To job your memory, here are the suggestions I made in this week's newsletter:
Recycle it: Though we try not to use it very often, when we do, we rinse and recycle aluminum foil.
Reuse it: When we send the kids off to school or camp, we pack their lunches and snacks in reusable containers—we even wash and reuse their plastic utensils and baggies.
Unplug it: We recently realized that we can live without the extra refrigerator in the basement. We still have it down there just in case, but it’s unplugged so it’s no longer draining energy. We’ve also started unplugging our laptops at night to conserve energy.
Say no to plastic or paper: I have now converted to bringing my own bags to the grocery store, farmer’s market, and other errands nearly 100% of the time. I keep the bags in the car at all times so I don’t have to challenge my faulty memory by remembering to bring them when I shop.
Bundle errands to save on gas and reduce traffic and pollution: When we have an errand to do, we try to think of every other routine errand that’s in the same direction so we can make them all in one trip.

5 comments:
I am inudated with perfectly clean fliers, documents and other paper notices that come to me with print on only one side of the page. Instead of recycling the paper straight away, I first put it in my printer to print all of my draft or non-official work on the unused side of the paper. I also use less-tidy paper or the clean bottom portion or backs of junk mail for my scrap paper before I recycle that. It is amazing how much paper I save by reusing before I recycle.
Also as a teacher of young children, I notice that many children take only a few sips of their lunch time juice box and then declare it finished. An opened juice box cannot travel back home in a child's lunch bag; so often a practically full juice box gets thrown away. Parents could save a lot of money as well as curb their consumption of extra manufacturing if they used a washable, reusable water bottle, such as a Rubbermaid closable straw cup, instead of a juice box.

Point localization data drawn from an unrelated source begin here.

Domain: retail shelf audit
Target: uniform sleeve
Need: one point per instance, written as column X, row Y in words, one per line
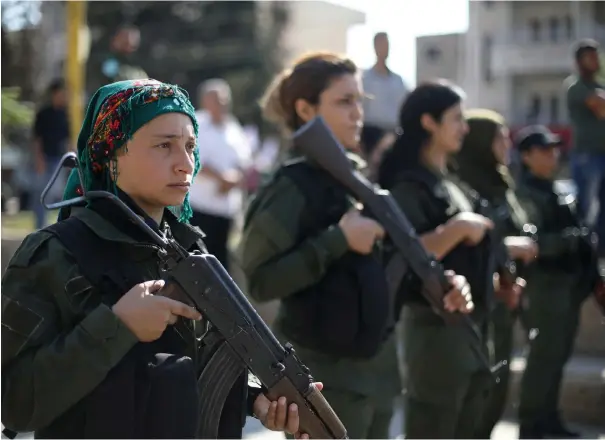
column 411, row 200
column 48, row 364
column 274, row 265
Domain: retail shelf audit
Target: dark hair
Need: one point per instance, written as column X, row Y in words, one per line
column 585, row 46
column 307, row 79
column 432, row 98
column 380, row 35
column 56, row 86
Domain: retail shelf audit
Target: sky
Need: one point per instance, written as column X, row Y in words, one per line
column 403, row 20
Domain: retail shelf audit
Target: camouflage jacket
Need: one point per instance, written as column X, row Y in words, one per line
column 59, row 343
column 276, row 266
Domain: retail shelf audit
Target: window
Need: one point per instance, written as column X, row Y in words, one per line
column 553, row 25
column 487, row 50
column 554, row 109
column 535, row 28
column 569, row 30
column 433, row 54
column 535, row 108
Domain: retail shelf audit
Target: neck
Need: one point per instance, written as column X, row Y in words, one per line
column 217, row 118
column 153, row 212
column 434, row 157
column 587, row 76
column 381, row 66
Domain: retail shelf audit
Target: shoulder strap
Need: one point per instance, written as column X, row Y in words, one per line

We have identified the biggest source of waste (both of expense and of trash) in our kids' lunches, and it is single-serve packaging. Of anything, any kind - juice, chips, yogurt, gummies, whatever. Now we use small tupperware bottles for drinks, as the previous poster mentioned, but also have a little portioning party each Sunday, when the kids line up a week's worth of small plastic containers and fill them with their snacks of choice, single servings of yogurt, cookies, whatever. This saves me from having to do the 6AM scramble, I can just grab and stuff, and they are happy to get to mix and match their snacks. I also save those little squat spice containers with the red plastic lids, as they make great containers for small treats. Little glass jars from things like pimentos, capers, or pine nuts make great single-serve containers for salad dressing, ranch dip, or peanut butter. If you don't mind investing a little, Laptop Lunches makes a compartmentalized lunch box modeled on the bento box, complete with drink container.
Great tips in the comments here as well. I use the lock & lock containers for kids lunches and save baggies. We fill a water bottle with gatorade for camp and a plastic juice box container for other kids soymilk. It was so expensive buying the three pack at Whole Foods for almost one dollar each pint.
Here is an alternative to sandwich bags:
http://www.reusablebags.com/store/wrapnmat%AE-set-of-3-p-137.html
My son (age 7) has been using them since the middle of this past school year and he has not lost one! Must be the novelty. We use the whole set -- one for sandwich, one for raw veggies and one for apple slices.
The website also sells mesh produce bags and the bento box-style lunch boxes mentioned in another post.
Liz
We pack to go glass containers for food when we go out to dinner. This way the hot food can go in and we have know packed a lunch for tomorrow in a heatable container and NO styrofoam or bulky boxes in the fridge.